Why the Ovotestis of Helix Aspersa is Innervated
Although Schmalz described the innervation of the ovotestis in pulmonate snails as early as 1914, no functions have been attributed to it. In H. aspersa, the intestinal nerve branches profusely within the ovotestis and terminates in the walls of the acini and in the sheath surrounding the early portion of the hermaphroditic duct. We found both sensory and motor functions for this innervation. Significantly, there is a tonic sensory discharge generated by the mechanical pressure of growing oocytes, and the level of tonic afferent activity is strongly correlated with the number of ripe oocytes; this is probably a permissive signal that gates ovulation.

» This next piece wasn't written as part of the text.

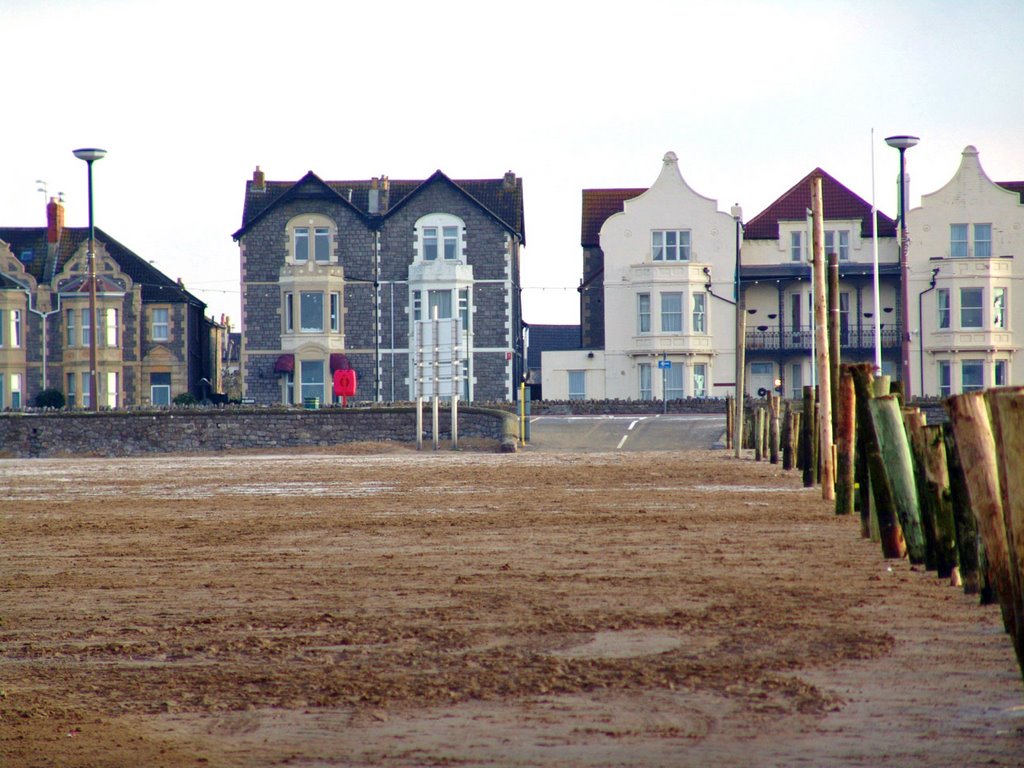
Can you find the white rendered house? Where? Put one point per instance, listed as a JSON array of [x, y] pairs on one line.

Tactile stimulation of the ovotestis causes a phasic sensory discharge and a pronounced cardio activation. Also, an efferent discharge is elicited in the ovotestis branch of the intestinal nerve. To study the motor consequences of efferent activity, the ovotestis branch was electrically stimulated. We found that such stimulation evokes peristaltic contractions of the initial portion of the hermaphroditic duct and increases beat frequencies of the cilia that line the interior of the duct. These effects could facilitate the transport of oocytes down the duct. Still other functions of afferent activity are implied by changes in the spontaneous activity of mesocerebral cells following nerve stimulation.
Putative sensory neurons and putative motoneurons have been identified in the visceral and right parietal ganglia.